Sphenoid sinus tumors, though rare, are very diverse. The most frequent benign tumor is osteoma which arises mostly from the sinus septa. They are commonly asymptomatic. On CT scan osteoma has a limited shape. Usually very dense, it seldom has a heterogeneous aspect [23].

The spheno-choanal polyp represents 3 to 6% of all nasal polyps [24, 25]. It occurs mainly in teenagers and young adults. The youngest case is a 4-year-old girl reported by Lim and Sdralis [26]. Most of these polyps are small, asymptomatic, and usually regress spontaneously. In some cases, the polyp can grow after a persistent infection and become clinically symptomatic [24].

Sphenoid chondroma is an exceptional benign cartilaginous tumor that develops from cartilaginous remnants of the skull base junctions, especially the ethmoido-sphenoidal junction [23]. Also, it can rise from the petrous apex [27]. Multiple locations occur in enchondromatosis [28]. Clinical features are delayed and non-specific, usually related to the involvement of adjacent structures. CT scan and MRI state the tumor extension but could not set up the diagnosis of chondroma. Chondroma and chondrosarcoma are quite difficult to distinguish in histopathological study. Complete surgical resection is the main treatment [23].

Seventeen percent of bony locations of fibrous dysplasia are craniofacial [29]. It affects the sphenoid in 19% of cases [23]. Pathology samples exhibit features of inflammation and hemorrhagic or cystic remodeling [23]. CT scan presentation is nonspecific. Fibrous dysplasia appears as low-to-intermediate signal lesion on MRI T1-weighted sequences and low signal intensity on T2-weighted images [30]. There are only two reported cases of sphenoid mucocele associated with fibrous dysplasia [31, 32]. Several pathophysiology hypotheses have been brought up such as mechanical obstruction of the sinus drainage pathways, inflammatory obstruction, or infectious triggers. The mechanical theory seems the most consistent in the case of sphenoid mucocele associated with fibrous dysplasia as the latter might induce sinus ostial obstruction [32].

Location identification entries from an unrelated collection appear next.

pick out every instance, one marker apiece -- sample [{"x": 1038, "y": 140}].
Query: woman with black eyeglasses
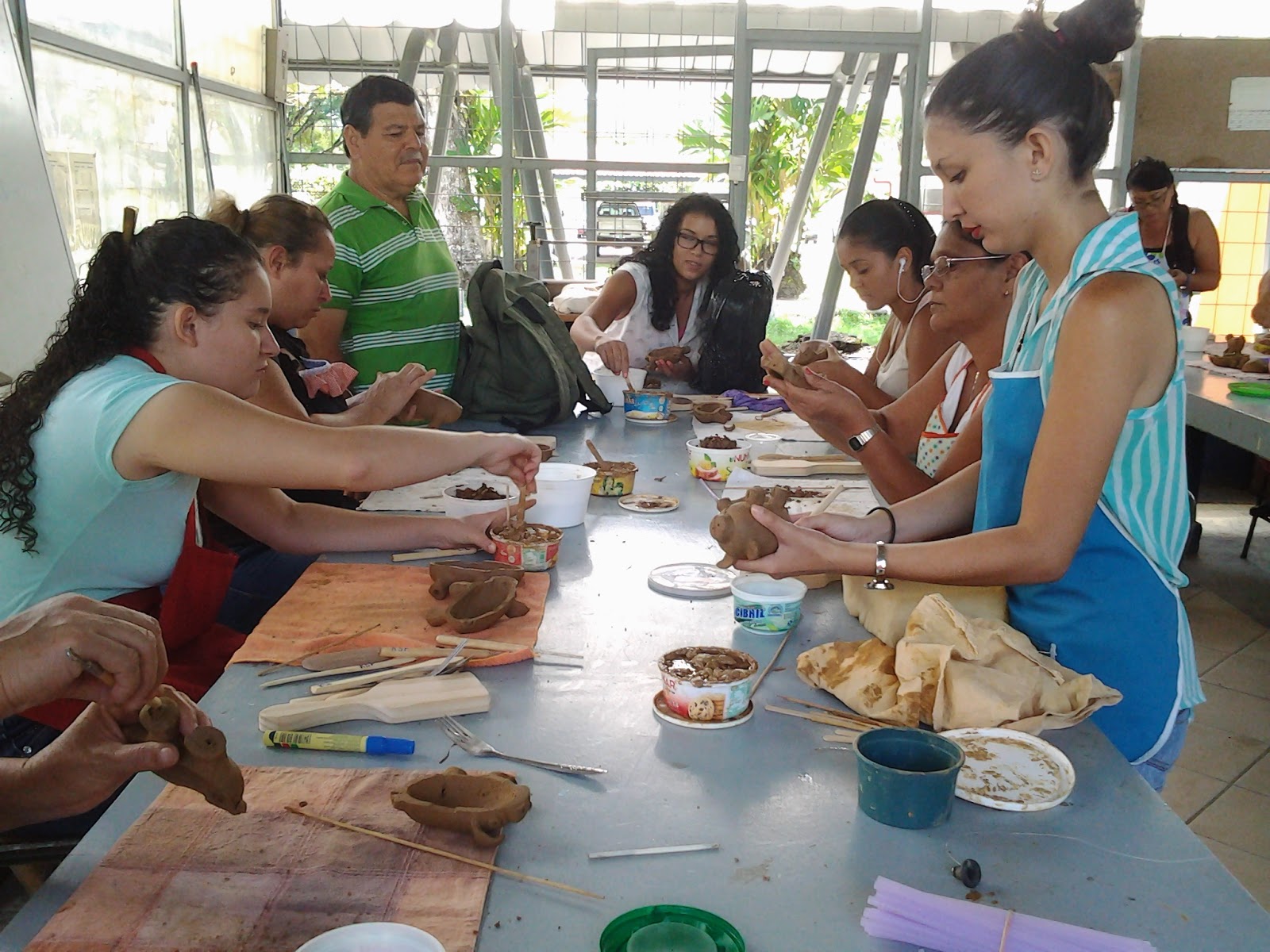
[
  {"x": 1180, "y": 238},
  {"x": 933, "y": 429},
  {"x": 657, "y": 298}
]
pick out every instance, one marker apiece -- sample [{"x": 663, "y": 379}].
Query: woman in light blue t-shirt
[{"x": 1079, "y": 505}]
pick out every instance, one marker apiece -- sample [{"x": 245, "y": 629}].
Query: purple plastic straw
[{"x": 943, "y": 924}]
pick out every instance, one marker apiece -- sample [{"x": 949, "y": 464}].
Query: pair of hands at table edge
[{"x": 90, "y": 759}]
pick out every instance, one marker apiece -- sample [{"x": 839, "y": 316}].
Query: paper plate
[
  {"x": 691, "y": 581},
  {"x": 648, "y": 503},
  {"x": 672, "y": 418},
  {"x": 1011, "y": 771},
  {"x": 662, "y": 710}
]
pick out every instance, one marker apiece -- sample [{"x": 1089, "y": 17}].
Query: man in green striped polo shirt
[{"x": 394, "y": 287}]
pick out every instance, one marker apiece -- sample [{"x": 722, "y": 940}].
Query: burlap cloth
[
  {"x": 333, "y": 601},
  {"x": 949, "y": 672},
  {"x": 190, "y": 877}
]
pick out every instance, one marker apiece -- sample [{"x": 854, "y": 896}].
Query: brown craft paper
[
  {"x": 956, "y": 672},
  {"x": 333, "y": 601},
  {"x": 190, "y": 877}
]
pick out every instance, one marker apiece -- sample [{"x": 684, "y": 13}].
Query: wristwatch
[{"x": 859, "y": 441}]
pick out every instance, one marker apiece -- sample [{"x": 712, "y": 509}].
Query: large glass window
[
  {"x": 226, "y": 40},
  {"x": 244, "y": 143},
  {"x": 114, "y": 140},
  {"x": 145, "y": 29}
]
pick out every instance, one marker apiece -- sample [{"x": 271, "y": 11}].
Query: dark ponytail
[
  {"x": 118, "y": 305},
  {"x": 888, "y": 225},
  {"x": 1034, "y": 74}
]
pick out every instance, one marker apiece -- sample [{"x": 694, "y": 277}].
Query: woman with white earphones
[{"x": 883, "y": 247}]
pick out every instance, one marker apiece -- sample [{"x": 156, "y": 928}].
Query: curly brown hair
[{"x": 118, "y": 305}]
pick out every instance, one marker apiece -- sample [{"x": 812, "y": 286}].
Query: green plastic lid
[{"x": 671, "y": 930}]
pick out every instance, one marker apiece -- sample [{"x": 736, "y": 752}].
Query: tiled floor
[{"x": 1221, "y": 785}]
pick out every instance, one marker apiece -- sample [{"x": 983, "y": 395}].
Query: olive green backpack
[{"x": 518, "y": 363}]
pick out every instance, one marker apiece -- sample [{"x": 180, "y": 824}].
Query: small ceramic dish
[
  {"x": 768, "y": 606},
  {"x": 717, "y": 465},
  {"x": 708, "y": 683},
  {"x": 614, "y": 480},
  {"x": 537, "y": 554},
  {"x": 647, "y": 404}
]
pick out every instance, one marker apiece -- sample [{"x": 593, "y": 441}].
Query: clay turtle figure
[
  {"x": 737, "y": 531},
  {"x": 480, "y": 605},
  {"x": 476, "y": 804},
  {"x": 448, "y": 573},
  {"x": 671, "y": 355},
  {"x": 776, "y": 366},
  {"x": 202, "y": 766},
  {"x": 437, "y": 409},
  {"x": 711, "y": 412}
]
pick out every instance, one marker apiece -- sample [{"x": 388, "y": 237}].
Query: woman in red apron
[
  {"x": 1080, "y": 503},
  {"x": 143, "y": 395}
]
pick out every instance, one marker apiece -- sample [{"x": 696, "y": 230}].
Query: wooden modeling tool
[
  {"x": 780, "y": 465},
  {"x": 432, "y": 554},
  {"x": 829, "y": 501},
  {"x": 421, "y": 847},
  {"x": 389, "y": 702}
]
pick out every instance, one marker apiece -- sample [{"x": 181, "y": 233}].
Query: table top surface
[{"x": 797, "y": 861}]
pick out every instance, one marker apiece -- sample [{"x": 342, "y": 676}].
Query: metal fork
[{"x": 476, "y": 747}]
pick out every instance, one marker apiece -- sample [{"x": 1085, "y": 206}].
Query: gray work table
[{"x": 797, "y": 861}]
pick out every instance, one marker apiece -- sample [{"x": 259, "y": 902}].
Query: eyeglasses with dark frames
[
  {"x": 944, "y": 264},
  {"x": 689, "y": 241}
]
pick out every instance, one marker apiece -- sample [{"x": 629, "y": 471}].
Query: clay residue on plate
[{"x": 708, "y": 666}]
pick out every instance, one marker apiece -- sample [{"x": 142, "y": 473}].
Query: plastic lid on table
[{"x": 671, "y": 930}]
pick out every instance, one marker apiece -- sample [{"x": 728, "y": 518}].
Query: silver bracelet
[{"x": 879, "y": 582}]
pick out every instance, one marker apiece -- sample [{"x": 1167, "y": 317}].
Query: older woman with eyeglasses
[
  {"x": 931, "y": 431},
  {"x": 657, "y": 296},
  {"x": 1180, "y": 238}
]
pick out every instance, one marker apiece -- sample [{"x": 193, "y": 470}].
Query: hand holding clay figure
[
  {"x": 35, "y": 666},
  {"x": 615, "y": 355},
  {"x": 514, "y": 457},
  {"x": 87, "y": 765}
]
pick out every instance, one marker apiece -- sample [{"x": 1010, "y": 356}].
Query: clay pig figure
[
  {"x": 737, "y": 531},
  {"x": 203, "y": 765}
]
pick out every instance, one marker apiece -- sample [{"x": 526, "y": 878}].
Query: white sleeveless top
[
  {"x": 893, "y": 372},
  {"x": 637, "y": 328}
]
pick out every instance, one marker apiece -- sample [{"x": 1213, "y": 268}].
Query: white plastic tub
[{"x": 564, "y": 492}]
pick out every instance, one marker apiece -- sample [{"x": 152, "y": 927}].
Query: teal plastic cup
[{"x": 907, "y": 776}]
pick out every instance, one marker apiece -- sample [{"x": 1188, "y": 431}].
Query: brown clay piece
[
  {"x": 203, "y": 766},
  {"x": 437, "y": 409},
  {"x": 711, "y": 412},
  {"x": 671, "y": 355},
  {"x": 737, "y": 531},
  {"x": 448, "y": 573},
  {"x": 476, "y": 804},
  {"x": 479, "y": 605},
  {"x": 779, "y": 367}
]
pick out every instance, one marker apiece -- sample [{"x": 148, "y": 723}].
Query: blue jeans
[
  {"x": 262, "y": 577},
  {"x": 1156, "y": 770},
  {"x": 21, "y": 736}
]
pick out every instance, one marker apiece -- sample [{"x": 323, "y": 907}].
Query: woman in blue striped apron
[{"x": 1079, "y": 505}]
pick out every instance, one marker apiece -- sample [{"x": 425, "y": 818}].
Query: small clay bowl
[
  {"x": 696, "y": 696},
  {"x": 717, "y": 465},
  {"x": 614, "y": 480},
  {"x": 647, "y": 404},
  {"x": 533, "y": 556}
]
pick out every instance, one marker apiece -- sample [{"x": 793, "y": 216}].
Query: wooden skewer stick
[
  {"x": 302, "y": 658},
  {"x": 444, "y": 854},
  {"x": 501, "y": 647},
  {"x": 432, "y": 554},
  {"x": 808, "y": 716},
  {"x": 779, "y": 649},
  {"x": 829, "y": 501},
  {"x": 838, "y": 712}
]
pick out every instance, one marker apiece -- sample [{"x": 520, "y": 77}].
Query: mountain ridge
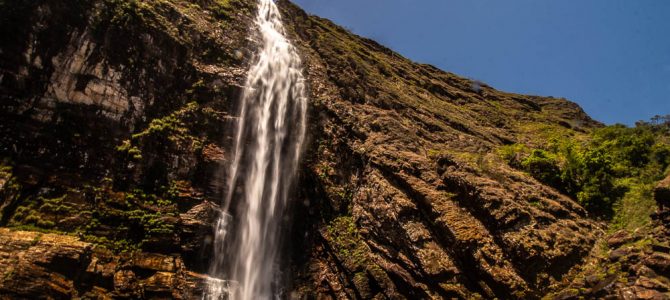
[{"x": 115, "y": 133}]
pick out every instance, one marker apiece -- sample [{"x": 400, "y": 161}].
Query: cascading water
[{"x": 268, "y": 142}]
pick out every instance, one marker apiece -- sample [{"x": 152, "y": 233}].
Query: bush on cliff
[{"x": 600, "y": 172}]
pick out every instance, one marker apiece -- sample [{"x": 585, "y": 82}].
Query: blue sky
[{"x": 610, "y": 56}]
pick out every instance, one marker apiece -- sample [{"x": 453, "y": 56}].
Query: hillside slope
[{"x": 115, "y": 132}]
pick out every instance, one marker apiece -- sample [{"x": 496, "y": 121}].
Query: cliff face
[{"x": 115, "y": 130}]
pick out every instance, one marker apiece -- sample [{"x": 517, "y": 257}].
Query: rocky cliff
[{"x": 115, "y": 130}]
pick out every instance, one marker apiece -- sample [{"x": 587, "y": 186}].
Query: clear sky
[{"x": 610, "y": 56}]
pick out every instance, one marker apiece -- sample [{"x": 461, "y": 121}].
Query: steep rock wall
[{"x": 115, "y": 127}]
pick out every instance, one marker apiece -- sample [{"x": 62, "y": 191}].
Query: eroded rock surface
[{"x": 115, "y": 129}]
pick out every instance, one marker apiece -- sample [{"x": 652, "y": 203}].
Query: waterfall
[{"x": 268, "y": 142}]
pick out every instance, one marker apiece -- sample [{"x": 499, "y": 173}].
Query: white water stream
[{"x": 268, "y": 141}]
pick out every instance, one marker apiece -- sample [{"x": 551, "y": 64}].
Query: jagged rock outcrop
[
  {"x": 636, "y": 265},
  {"x": 114, "y": 127}
]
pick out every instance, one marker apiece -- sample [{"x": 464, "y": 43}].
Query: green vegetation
[{"x": 611, "y": 174}]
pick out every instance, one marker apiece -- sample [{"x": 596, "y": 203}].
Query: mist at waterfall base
[{"x": 269, "y": 137}]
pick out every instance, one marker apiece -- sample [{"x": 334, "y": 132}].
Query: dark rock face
[{"x": 114, "y": 130}]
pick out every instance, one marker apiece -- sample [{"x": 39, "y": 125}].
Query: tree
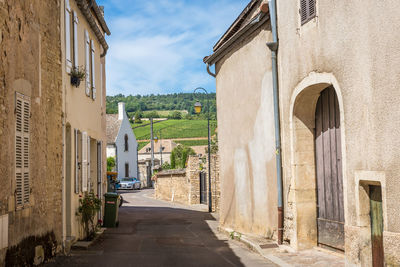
[
  {"x": 179, "y": 156},
  {"x": 176, "y": 115},
  {"x": 110, "y": 164},
  {"x": 138, "y": 116}
]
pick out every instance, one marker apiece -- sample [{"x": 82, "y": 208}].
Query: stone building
[
  {"x": 122, "y": 144},
  {"x": 190, "y": 185},
  {"x": 246, "y": 124},
  {"x": 83, "y": 46},
  {"x": 162, "y": 150},
  {"x": 338, "y": 85},
  {"x": 338, "y": 73},
  {"x": 30, "y": 131}
]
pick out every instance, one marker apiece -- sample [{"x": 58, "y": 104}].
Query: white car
[{"x": 129, "y": 183}]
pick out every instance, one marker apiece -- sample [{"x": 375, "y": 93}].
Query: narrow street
[{"x": 158, "y": 233}]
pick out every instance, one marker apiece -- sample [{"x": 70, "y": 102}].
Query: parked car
[{"x": 129, "y": 183}]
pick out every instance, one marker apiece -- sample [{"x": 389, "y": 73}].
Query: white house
[{"x": 121, "y": 143}]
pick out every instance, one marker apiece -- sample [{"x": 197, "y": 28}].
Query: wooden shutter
[
  {"x": 84, "y": 161},
  {"x": 99, "y": 174},
  {"x": 68, "y": 36},
  {"x": 76, "y": 140},
  {"x": 101, "y": 84},
  {"x": 22, "y": 139},
  {"x": 76, "y": 53},
  {"x": 93, "y": 70},
  {"x": 126, "y": 169},
  {"x": 88, "y": 160},
  {"x": 307, "y": 10},
  {"x": 87, "y": 63}
]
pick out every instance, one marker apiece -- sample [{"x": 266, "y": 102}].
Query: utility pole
[{"x": 152, "y": 145}]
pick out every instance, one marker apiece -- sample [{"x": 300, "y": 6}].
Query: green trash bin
[{"x": 111, "y": 209}]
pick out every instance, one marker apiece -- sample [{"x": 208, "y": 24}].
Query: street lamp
[{"x": 197, "y": 109}]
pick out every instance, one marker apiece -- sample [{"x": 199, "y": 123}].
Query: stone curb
[
  {"x": 253, "y": 246},
  {"x": 84, "y": 245}
]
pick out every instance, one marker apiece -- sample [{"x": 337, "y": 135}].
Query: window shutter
[
  {"x": 87, "y": 64},
  {"x": 68, "y": 36},
  {"x": 307, "y": 10},
  {"x": 84, "y": 162},
  {"x": 76, "y": 53},
  {"x": 311, "y": 9},
  {"x": 88, "y": 160},
  {"x": 76, "y": 161},
  {"x": 27, "y": 115},
  {"x": 93, "y": 70},
  {"x": 101, "y": 84},
  {"x": 22, "y": 132}
]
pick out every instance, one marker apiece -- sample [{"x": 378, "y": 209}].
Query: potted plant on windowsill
[{"x": 77, "y": 74}]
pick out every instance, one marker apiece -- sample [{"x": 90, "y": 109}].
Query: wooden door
[
  {"x": 330, "y": 217},
  {"x": 375, "y": 194},
  {"x": 203, "y": 188}
]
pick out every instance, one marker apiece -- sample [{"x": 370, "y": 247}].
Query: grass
[
  {"x": 202, "y": 142},
  {"x": 142, "y": 144},
  {"x": 164, "y": 113},
  {"x": 173, "y": 129}
]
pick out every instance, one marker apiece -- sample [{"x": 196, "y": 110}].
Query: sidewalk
[{"x": 284, "y": 255}]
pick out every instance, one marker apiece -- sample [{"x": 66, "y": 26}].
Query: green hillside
[
  {"x": 164, "y": 103},
  {"x": 173, "y": 129}
]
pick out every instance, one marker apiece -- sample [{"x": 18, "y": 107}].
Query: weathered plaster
[{"x": 246, "y": 137}]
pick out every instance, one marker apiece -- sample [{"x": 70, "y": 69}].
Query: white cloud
[{"x": 158, "y": 46}]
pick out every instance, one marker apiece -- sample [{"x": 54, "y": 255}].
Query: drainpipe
[{"x": 273, "y": 46}]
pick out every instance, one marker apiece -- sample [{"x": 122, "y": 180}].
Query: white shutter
[
  {"x": 99, "y": 174},
  {"x": 68, "y": 36},
  {"x": 88, "y": 160},
  {"x": 87, "y": 64},
  {"x": 93, "y": 70},
  {"x": 76, "y": 53},
  {"x": 27, "y": 116},
  {"x": 22, "y": 110},
  {"x": 84, "y": 162},
  {"x": 76, "y": 161}
]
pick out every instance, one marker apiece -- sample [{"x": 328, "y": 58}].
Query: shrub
[{"x": 89, "y": 205}]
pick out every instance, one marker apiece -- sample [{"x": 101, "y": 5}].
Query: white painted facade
[
  {"x": 130, "y": 156},
  {"x": 111, "y": 151}
]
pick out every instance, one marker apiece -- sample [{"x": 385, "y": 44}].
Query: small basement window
[{"x": 307, "y": 10}]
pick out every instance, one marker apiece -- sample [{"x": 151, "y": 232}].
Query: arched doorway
[
  {"x": 328, "y": 163},
  {"x": 306, "y": 193}
]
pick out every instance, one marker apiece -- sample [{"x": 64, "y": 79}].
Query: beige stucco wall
[
  {"x": 246, "y": 137},
  {"x": 352, "y": 45},
  {"x": 30, "y": 64},
  {"x": 82, "y": 112}
]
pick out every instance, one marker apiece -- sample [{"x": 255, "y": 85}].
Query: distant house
[{"x": 121, "y": 143}]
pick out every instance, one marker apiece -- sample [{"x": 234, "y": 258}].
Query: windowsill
[{"x": 308, "y": 26}]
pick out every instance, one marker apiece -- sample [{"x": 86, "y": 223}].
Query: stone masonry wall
[
  {"x": 183, "y": 185},
  {"x": 30, "y": 63},
  {"x": 172, "y": 185}
]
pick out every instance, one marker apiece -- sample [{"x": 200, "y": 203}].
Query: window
[
  {"x": 22, "y": 137},
  {"x": 307, "y": 10},
  {"x": 126, "y": 143},
  {"x": 87, "y": 63},
  {"x": 71, "y": 37},
  {"x": 90, "y": 66},
  {"x": 126, "y": 169}
]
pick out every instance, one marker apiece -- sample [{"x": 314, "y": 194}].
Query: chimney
[{"x": 121, "y": 111}]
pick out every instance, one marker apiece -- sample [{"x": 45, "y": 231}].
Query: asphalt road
[{"x": 159, "y": 233}]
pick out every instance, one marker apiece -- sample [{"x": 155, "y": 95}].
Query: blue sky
[{"x": 157, "y": 46}]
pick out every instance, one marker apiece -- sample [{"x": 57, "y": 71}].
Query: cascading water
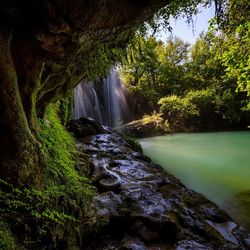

Benign solitary sphenoid sinus pathology might not always be harmless. Some etiologies, especially infections, are very dangerous either because of the close contact with vital structures or because of their invasive character. Endoscopic sphenoid sinus surgery, in the hands of an experienced surgeon, offers a safe and efficient approach to sphenoid sinus benign pathology.